Continuously capturing data changes in a database

A Java projects journey to cover the needs of sending a subset of data from one database to a separate service. Among the needs where an initial migration of existing data and continuously sending updates. Many technologies were discussed, but the final solution landed on a change-data-capture system.

03. november 2022

I am currently working on a Java project for a product that consisted of 4 monolithic deployments with high coupling caused by shared Hibernate JPA objects and database schemas. The project consists of both new services, but is also held back by its 10+ years of legacy code. The project has multiple on-premise deployments and each deployment stores well over 20 terabytes of data in roughly 300 tables with foreign keys spread throughout the database. In an effort to stay relevant, it was determined that one of the deployments was to be made completely independent from the others. For simplicity we can call the 3 remaining monolithic deployments Foo, while the new and improved independent deployment can be called Bar.

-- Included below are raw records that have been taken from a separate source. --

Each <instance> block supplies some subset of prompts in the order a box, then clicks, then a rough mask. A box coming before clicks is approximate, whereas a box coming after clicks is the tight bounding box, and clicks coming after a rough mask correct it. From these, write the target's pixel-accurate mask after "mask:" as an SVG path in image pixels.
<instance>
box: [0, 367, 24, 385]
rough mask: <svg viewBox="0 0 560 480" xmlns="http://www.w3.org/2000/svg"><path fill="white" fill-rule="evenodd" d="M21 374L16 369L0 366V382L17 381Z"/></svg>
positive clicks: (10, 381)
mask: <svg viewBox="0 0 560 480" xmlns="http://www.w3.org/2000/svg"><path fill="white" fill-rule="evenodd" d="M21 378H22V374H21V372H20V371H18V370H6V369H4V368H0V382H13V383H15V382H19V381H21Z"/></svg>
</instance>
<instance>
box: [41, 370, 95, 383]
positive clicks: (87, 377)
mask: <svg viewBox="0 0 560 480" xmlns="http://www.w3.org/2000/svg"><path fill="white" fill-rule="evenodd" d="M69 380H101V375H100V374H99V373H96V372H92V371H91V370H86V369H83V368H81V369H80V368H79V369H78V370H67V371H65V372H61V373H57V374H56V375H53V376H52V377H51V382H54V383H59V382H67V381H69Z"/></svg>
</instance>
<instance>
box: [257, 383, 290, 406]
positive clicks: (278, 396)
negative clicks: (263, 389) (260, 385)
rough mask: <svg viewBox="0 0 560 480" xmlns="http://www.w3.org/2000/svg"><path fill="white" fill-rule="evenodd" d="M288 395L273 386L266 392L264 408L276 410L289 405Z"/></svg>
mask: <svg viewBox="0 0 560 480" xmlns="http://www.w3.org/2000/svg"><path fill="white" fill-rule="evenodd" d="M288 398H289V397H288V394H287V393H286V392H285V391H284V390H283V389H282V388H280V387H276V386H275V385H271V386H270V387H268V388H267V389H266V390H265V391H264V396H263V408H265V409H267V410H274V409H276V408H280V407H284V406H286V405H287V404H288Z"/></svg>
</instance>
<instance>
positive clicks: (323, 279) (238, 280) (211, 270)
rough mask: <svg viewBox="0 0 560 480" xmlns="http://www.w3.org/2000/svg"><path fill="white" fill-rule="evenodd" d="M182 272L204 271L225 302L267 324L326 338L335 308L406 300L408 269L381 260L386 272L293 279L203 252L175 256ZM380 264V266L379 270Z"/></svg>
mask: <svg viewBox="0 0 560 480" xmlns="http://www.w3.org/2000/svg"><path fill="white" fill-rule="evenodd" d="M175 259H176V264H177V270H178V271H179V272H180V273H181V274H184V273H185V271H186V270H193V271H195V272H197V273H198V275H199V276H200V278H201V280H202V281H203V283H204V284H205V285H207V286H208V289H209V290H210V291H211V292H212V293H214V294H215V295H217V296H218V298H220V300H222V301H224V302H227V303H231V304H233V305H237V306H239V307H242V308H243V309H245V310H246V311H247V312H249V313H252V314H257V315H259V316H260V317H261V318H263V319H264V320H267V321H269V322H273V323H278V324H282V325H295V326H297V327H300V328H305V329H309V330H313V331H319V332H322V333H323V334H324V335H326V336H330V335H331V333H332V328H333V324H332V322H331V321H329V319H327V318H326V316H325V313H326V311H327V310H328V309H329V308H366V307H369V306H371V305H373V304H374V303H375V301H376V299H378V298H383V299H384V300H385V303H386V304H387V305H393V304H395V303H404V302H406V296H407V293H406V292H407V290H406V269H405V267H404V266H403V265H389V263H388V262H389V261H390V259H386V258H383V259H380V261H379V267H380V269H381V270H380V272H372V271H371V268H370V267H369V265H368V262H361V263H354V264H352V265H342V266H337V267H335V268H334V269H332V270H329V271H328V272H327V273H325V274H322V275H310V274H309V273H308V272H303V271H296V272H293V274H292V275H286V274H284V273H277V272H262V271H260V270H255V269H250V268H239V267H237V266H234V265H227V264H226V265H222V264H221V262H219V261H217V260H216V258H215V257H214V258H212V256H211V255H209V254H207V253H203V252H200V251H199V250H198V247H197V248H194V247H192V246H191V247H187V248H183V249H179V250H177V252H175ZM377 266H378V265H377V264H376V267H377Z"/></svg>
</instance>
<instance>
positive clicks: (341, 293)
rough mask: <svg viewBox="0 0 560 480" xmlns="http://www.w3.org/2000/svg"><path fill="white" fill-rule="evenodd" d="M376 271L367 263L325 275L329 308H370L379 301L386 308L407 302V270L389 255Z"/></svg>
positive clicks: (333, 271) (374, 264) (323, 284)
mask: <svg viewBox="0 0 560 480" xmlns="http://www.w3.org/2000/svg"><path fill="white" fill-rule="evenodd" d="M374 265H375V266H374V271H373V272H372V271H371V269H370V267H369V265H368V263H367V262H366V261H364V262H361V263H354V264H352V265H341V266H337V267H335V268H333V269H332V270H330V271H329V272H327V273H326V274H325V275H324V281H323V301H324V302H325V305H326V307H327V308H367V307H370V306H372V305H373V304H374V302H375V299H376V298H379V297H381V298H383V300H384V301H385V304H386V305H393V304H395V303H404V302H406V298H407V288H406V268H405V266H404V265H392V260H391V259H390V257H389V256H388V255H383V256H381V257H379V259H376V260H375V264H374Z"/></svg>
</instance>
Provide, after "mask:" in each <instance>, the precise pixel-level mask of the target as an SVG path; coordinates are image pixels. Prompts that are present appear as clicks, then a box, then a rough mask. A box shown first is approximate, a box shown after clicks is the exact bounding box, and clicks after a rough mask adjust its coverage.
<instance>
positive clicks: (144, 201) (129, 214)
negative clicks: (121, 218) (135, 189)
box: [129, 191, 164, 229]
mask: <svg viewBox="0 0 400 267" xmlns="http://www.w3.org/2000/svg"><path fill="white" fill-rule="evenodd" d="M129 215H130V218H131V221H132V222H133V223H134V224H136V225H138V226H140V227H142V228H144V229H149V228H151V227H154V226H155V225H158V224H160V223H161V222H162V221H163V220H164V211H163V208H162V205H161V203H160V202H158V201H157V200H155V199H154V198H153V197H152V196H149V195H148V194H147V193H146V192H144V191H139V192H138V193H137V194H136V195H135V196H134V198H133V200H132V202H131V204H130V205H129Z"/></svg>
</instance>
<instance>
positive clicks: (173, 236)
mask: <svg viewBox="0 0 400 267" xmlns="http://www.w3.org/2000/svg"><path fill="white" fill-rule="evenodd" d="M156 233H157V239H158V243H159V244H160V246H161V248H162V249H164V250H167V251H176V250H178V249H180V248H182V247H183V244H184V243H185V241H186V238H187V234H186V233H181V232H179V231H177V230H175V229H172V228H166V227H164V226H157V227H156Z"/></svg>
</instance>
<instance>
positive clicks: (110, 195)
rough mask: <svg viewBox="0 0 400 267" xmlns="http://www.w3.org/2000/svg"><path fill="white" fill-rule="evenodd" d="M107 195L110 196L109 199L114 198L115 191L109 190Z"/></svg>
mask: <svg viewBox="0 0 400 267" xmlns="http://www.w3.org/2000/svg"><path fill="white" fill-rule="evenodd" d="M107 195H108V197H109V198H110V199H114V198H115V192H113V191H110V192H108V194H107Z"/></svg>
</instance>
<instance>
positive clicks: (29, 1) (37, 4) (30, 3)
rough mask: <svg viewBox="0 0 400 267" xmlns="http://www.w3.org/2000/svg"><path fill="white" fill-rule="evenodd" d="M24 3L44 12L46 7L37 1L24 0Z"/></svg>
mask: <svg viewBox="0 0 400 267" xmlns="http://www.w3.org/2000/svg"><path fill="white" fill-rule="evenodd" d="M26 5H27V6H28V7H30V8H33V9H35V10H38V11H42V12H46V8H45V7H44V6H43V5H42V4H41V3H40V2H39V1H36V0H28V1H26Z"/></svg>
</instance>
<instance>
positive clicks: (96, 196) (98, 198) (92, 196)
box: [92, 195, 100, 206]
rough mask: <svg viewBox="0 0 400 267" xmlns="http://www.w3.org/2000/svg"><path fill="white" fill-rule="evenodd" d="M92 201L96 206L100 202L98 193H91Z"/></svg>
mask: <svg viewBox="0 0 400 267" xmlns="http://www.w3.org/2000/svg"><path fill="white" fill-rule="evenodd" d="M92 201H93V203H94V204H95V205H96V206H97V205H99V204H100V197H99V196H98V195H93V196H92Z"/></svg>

The Bar deployment has for a long time used two database schemas, foo and bar, while the Foo project only uses the foo schema. To acquire our goals of a completely independent Bar, two requirements have to be fulfilled:

Bar must have its own objects and remove all dependencies to Foo
A subset of data in the foo schema must be sent to Bar. This includes initial data and any later updates.

This article will cover our thoughts and the result of requirement 2. All discussions and decisions have been taken as a team, but the actual development of solutions were done by me. Any major blockers or changes have been brought back to the team and discussed to find the best approach to the problem.

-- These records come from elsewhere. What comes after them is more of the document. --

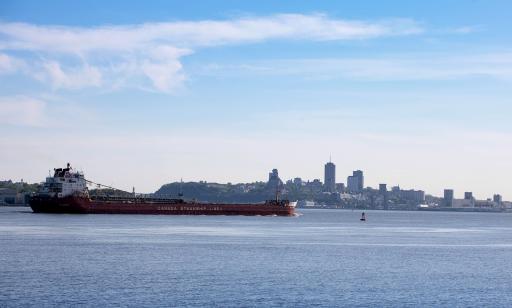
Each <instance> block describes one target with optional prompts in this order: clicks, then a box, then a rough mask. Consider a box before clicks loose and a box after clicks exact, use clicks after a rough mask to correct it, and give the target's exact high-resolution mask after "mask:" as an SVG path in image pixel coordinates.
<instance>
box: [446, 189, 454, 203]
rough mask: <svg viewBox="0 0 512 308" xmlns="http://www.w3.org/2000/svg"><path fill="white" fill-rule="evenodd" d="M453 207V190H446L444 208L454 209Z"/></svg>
mask: <svg viewBox="0 0 512 308" xmlns="http://www.w3.org/2000/svg"><path fill="white" fill-rule="evenodd" d="M452 205H453V189H445V190H444V206H447V207H452Z"/></svg>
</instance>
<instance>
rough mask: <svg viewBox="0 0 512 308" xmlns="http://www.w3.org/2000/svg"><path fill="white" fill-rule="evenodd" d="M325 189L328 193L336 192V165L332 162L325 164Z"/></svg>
mask: <svg viewBox="0 0 512 308" xmlns="http://www.w3.org/2000/svg"><path fill="white" fill-rule="evenodd" d="M324 188H325V191H327V192H331V193H333V192H335V191H336V165H334V164H333V163H332V162H328V163H327V164H325V168H324Z"/></svg>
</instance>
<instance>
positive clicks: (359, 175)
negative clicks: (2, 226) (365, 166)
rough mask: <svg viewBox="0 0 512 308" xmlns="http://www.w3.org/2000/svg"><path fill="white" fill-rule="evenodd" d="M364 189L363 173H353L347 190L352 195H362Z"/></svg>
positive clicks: (347, 179) (348, 177)
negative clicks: (363, 188) (347, 190)
mask: <svg viewBox="0 0 512 308" xmlns="http://www.w3.org/2000/svg"><path fill="white" fill-rule="evenodd" d="M363 188H364V176H363V171H361V170H356V171H353V172H352V175H351V176H349V177H348V178H347V189H348V191H349V192H352V193H360V192H362V191H363Z"/></svg>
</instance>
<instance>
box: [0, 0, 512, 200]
mask: <svg viewBox="0 0 512 308" xmlns="http://www.w3.org/2000/svg"><path fill="white" fill-rule="evenodd" d="M511 9H512V4H510V2H509V1H416V2H413V1H387V2H384V1H357V2H356V1H346V2H339V1H336V2H335V1H331V2H314V1H308V2H299V1H255V2H248V1H245V2H243V1H223V2H216V1H208V2H192V1H187V2H186V3H185V2H173V1H160V2H158V1H152V2H150V3H145V2H142V1H141V2H135V1H131V2H126V1H109V2H105V1H87V2H85V1H84V2H78V1H75V2H69V1H46V2H42V1H3V2H1V3H0V129H1V132H2V133H1V134H0V142H1V143H2V145H3V146H2V148H1V149H0V177H2V178H12V179H19V178H24V179H25V180H27V181H30V182H33V181H41V180H42V179H43V177H44V176H45V174H46V173H47V170H48V169H50V168H53V167H54V166H57V165H62V164H64V163H65V162H67V161H70V162H72V163H73V164H75V165H76V166H78V167H80V168H82V169H83V170H84V171H85V172H86V176H87V177H89V178H91V179H94V180H96V181H99V182H102V183H105V184H112V185H116V186H119V187H122V188H125V189H130V188H131V186H135V187H136V189H137V190H139V191H154V190H156V189H157V188H158V187H159V186H160V185H161V184H163V183H166V182H169V181H175V180H179V179H180V178H183V179H184V180H208V181H218V182H227V181H233V182H247V181H254V180H265V178H266V174H267V172H268V171H269V170H270V169H272V168H278V169H279V170H280V174H281V176H282V177H283V178H285V179H288V178H292V177H296V176H301V177H303V178H305V179H314V178H322V175H323V164H324V163H325V161H326V160H327V159H328V158H329V155H331V156H332V159H333V161H334V162H335V163H336V165H337V180H338V182H341V181H344V180H346V176H347V175H349V174H350V172H351V171H352V170H355V169H362V170H364V171H365V174H366V183H367V184H368V185H371V186H374V187H375V186H377V184H378V183H387V184H388V185H396V184H399V185H401V186H402V187H404V188H416V189H423V190H426V191H427V193H431V194H434V195H441V194H442V189H443V188H454V189H455V190H456V195H457V196H461V195H462V194H463V192H464V191H473V192H474V194H475V195H476V197H477V198H487V197H491V196H492V194H493V193H501V194H503V195H504V196H505V197H506V198H507V197H508V198H509V199H512V193H511V192H510V187H509V185H508V176H509V175H510V174H511V173H512V162H511V161H510V157H511V154H512V130H511V129H512V125H511V124H510V120H509V118H510V114H511V111H512V106H511V95H510V94H511V90H510V88H511V86H512V48H511V47H512V46H511V43H512V42H511V37H510V33H509V31H510V29H511V28H512V22H511V21H510V16H509V15H510V11H511ZM106 170H111V171H108V172H107V171H106Z"/></svg>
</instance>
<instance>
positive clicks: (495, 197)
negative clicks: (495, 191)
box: [492, 194, 503, 205]
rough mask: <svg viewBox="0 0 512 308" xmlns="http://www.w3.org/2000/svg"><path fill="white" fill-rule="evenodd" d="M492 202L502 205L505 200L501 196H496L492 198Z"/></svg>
mask: <svg viewBox="0 0 512 308" xmlns="http://www.w3.org/2000/svg"><path fill="white" fill-rule="evenodd" d="M492 201H493V202H494V203H496V204H497V205H501V204H502V203H503V198H502V197H501V195H499V194H496V195H494V196H492Z"/></svg>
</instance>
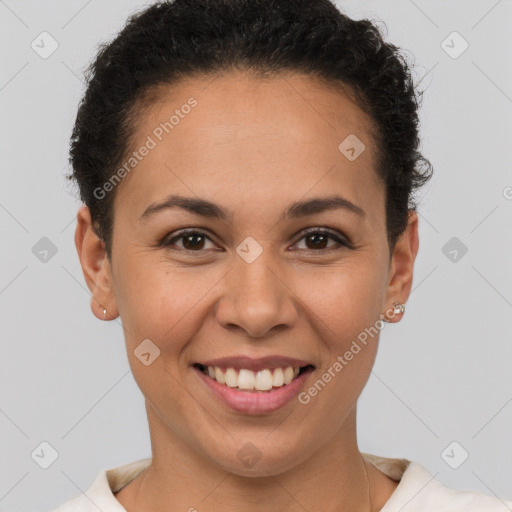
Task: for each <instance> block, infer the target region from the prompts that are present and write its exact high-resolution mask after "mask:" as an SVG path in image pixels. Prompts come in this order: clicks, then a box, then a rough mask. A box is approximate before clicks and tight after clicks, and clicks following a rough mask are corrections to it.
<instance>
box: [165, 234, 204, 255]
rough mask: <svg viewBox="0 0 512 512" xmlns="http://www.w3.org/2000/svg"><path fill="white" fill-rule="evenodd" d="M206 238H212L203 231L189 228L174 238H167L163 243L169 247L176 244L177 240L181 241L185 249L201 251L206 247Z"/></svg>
mask: <svg viewBox="0 0 512 512" xmlns="http://www.w3.org/2000/svg"><path fill="white" fill-rule="evenodd" d="M205 240H210V238H209V237H208V236H206V234H205V233H203V232H201V231H195V230H189V231H182V232H181V233H179V234H177V235H176V236H174V237H172V238H165V239H164V240H163V241H162V245H163V246H164V247H167V246H171V245H176V243H175V242H176V241H178V242H179V241H181V242H182V246H183V249H184V250H187V251H191V252H201V250H202V249H204V248H205V247H204V246H205ZM210 241H211V240H210ZM178 247H179V246H178Z"/></svg>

Disclaimer: Code examples are anonymized and simplified to keep them short and understandable and cannot be used as-is. They are added to help illustrate the process. Examples of simplification are removing null checks or using Strings as integers. Though the code for the most part is valid Java, it should rather be considered Java like pseudo code.

Startup

Our starting point was that most of the development should be done in Bar and it was Bars requirements that set the standard for what changes are done, what data is sent and the required format. Necessary changes in Foo would be done, but as far as practically possible, it was Bar that was being improved. An example of changes in Foo would be moving services from Bar to Foo that directly updated the foo schema.

As for the data migration, we concluded that there were four plausible communication options: SOAP WS, REST, domain events and change data capture.

SOAP WS and REST

For a small scale project, SOAP WS or REST services may have been the optimal solution as they are relatively easy to set up and use. Foo could update its current services to send requests and Bar could create endpoints to receive requests. Unfortunately, this was not a small scale project and would require identifying and rewriting over 100 services and their individual methods in Foo and creating approximately the same amount of endpoints in Bar to process the data. This would also create a 1-to-1 dependency between the sending service in Foo and the receiving endpoint in Bar.

Domain events

With the project scale in thought, many would automatically conclude that data should be forwarded from Foo to Bar using domain events and Kafka or another messaging service. In many ways, this would solve all our problems of needing to move data from Foo to Bar. Domain events could be processed in a more generic way so the 1-to-1 dependency would be removed. This would also allow new services to subscribe to changes. Alas this would still require identifying and rewriting over 100 services in Foo so they could send domain events.

Change data capture

As you may have concluded from the title or abstract, we landed on a change data capture (CDC) solution. Identifying the foo tables that Bar had a dependency on required little effort, so the focus became simply moving the data. Many CDC solutions exist, but as we have several on-premise deployments that aren’t exposed on the internet, online CDC services were automatically disqualified. Another caveat is that both Foo and Bar support Oracle DB and PostgreSQL. Any CDC service would have to support both databases as we did not want to create two separate solutions. After many discussions regarding the requirements of a CDC solution we concluded that either connecting to Hibernates event system or using Debezium would suffice.

First draft — Hibernate

Hibernate is a popular Java ORM framework and has the possibility to listen to events during and after a database transaction has occurred.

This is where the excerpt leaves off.